The heaviest snowfall total so far came from the western mountains. The town of Maggie Valley, in Haywood County, reported 13 inches. A 12-inch accumulation was reported at Mount Mitchell State Park in Yancey County.

Snowfall totals of 6 to 8 inches were common in Avery and Watauga counties, including in Boone. Even lower elevations, such as Newland in Avery County, got 2 to 3 inches of snow.

The snow is good news for ski enthusiasts. Sugar Mountain announced Monday that it will remain open through Easter Sunday -- one of its latest seasons in recent years.

Slippery roads are blamed for a serious wreck Monday in Watauga County. The N.C. Highway Patrol reports two people were injured in a collision between an SUV and a snow plow on Blowing Rock Road in Boone.

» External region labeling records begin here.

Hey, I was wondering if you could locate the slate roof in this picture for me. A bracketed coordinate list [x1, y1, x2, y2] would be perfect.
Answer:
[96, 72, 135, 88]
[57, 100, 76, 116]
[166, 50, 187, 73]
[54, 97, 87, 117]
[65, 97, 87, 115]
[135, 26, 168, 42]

One of those hurt in the crash was airlifted to a Winston-Salem hospital with life-threatening injuries.

At lower elevations in the Piedmont, very chilly temperatures are the story. Lows were in the upper 20s and lower 30s Tuesday morning. At 7 a.m., it was 30 degrees at Charlotte Douglas International Airport, but readings as low as 28 degrees were noted in Lancaster and Lincolnton.

Some cloudy periods are expected Tuesday in the immediate Charlotte area, as the low pressure system crosses the mountains, and Charlotte’s high temperature is expected to be 50 degrees -- more than 15 degrees below the average for this time of year.

Slight recovery is expected Wednesday, with sunshine and highs in the low 50s. Forecasters expect temperatures to climb a few degrees every day, finally nearing 60 Saturday and the middle 60s for Easter Sunday.